The system now handles queries in multiple languages, including English, Spanish, Chinese, Korean, and Japanese, with particularly notable accuracy improvements for Spanish, crucial for DiDi's Latin American market presence. Multilingual performance testing revealed the power of semantic understanding: searches for "Liquid Foundation" work equally well whether users type the English term, Chinese "液体妆前乳," or Spanish "Base de maquillaje líquida." The system bridges language gaps that would completely stump traditional keyword approaches.
Figure: Searches for "Liquid Foundation" work equally well whether users type the English term, Chinese "液体妆前乳," or Spanish "Base de maquillaje líquida."
Complex product queries demonstrate the contextual understanding of vector search. When users search for "Redac PalancaPara WC Blanca" (a white toilet flush lever), the vector system accurately matches the query despite the compound technical terminology, whereas traditional search fails to parse the multi-word product description.
These gains translate into a smoother shopping experience, higher customer satisfaction, and a definitive competitive advantage in the fresh grocery e-commerce market.
Future Roadmap: Next-Generation Search Capabilities
Building on this solid foundation, DiDi and Milvus are collaborating on several advanced capabilities for the next phase of development.
Real-time catalog synchronization will reduce latency between inventory changes and searchable data through streaming updates, ensuring users never see products that aren't actually available. Behavioral signal integration will merge vector similarity with user history, preferences, and contextual signals to deliver hyper-personalized recommendations that improve over time.
Advanced hybrid search and reranking represent perhaps the most exciting development. This system will blend business metrics, including price, ratings, promotions, and inventory levels, with semantic relevance to surface truly optimal recommendations for each individual shopper.

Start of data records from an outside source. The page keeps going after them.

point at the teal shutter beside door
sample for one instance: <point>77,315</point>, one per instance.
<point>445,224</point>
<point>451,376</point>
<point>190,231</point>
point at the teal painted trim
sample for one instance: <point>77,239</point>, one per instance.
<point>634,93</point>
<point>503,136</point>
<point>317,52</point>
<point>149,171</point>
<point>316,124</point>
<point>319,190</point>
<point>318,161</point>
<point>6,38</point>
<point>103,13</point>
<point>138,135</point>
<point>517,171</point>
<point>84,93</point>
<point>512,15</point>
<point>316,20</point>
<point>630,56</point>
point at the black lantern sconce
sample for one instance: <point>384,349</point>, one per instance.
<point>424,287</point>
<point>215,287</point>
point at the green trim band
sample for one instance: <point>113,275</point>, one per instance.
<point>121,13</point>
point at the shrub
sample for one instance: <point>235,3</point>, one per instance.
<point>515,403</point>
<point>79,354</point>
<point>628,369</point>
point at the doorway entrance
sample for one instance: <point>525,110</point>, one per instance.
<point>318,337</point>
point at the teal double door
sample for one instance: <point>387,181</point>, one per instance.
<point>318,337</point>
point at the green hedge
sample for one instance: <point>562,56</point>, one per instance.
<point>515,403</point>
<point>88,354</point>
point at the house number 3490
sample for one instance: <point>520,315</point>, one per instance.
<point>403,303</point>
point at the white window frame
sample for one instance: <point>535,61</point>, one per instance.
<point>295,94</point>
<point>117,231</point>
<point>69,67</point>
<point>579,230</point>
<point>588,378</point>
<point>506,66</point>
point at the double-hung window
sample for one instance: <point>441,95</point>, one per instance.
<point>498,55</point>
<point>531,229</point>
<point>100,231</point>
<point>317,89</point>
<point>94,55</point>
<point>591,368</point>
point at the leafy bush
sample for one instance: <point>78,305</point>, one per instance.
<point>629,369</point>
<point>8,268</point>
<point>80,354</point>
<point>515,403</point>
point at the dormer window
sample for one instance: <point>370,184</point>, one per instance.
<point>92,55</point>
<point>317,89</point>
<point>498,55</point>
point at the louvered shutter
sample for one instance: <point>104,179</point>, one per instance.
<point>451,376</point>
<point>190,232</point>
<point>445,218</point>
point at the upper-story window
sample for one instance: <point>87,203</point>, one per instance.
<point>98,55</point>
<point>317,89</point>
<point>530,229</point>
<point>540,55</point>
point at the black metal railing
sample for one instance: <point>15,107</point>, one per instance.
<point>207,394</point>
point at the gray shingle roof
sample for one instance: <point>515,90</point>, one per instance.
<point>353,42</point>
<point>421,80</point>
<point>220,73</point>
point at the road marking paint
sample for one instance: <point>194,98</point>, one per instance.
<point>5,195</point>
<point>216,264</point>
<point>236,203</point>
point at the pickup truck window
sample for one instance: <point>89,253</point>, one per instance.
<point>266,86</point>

Enhanced multilingual support will expand language coverage and improve regional dialect handling as DiDi enters new markets. Dynamic embedding optimization will implement continuous learning mechanisms to enhance embedding quality based on actual user interaction patterns, thereby creating a search system that becomes increasingly smarter with use.
By continually innovating, DiDi is redefining the grocery search experience, ensuring that every shopper finds exactly what they need, every time.
Conclusion
DiDi Food's journey with Milvus demonstrates that semantic search represents more than a technical upgrade—it's a fundamental reimagining of how users interact with large product catalogs. By combining thoughtful data architecture, appropriate technology choices, and unwavering focus on user experience, they've created a search system that truly understands intent across languages and cultures.
The results validate this approach: fewer frustrated users, more successful purchases, and a shopping experience that works regardless of how customers choose to express their needs. For DiDi's 2 million monthly users, this means consistently finding what they need, when they need it, in whatever language feels most natural to them.
This success story illustrates what becomes possible when innovative companies embrace semantic understanding at scale. As DiDi continues expanding across Latin America, its Milvus-powered search architecture provides a robust foundation for continued innovation and user satisfaction. The technology works, the business results are clear, and the user experience improvement is tangible—exactly what great engineering should deliver.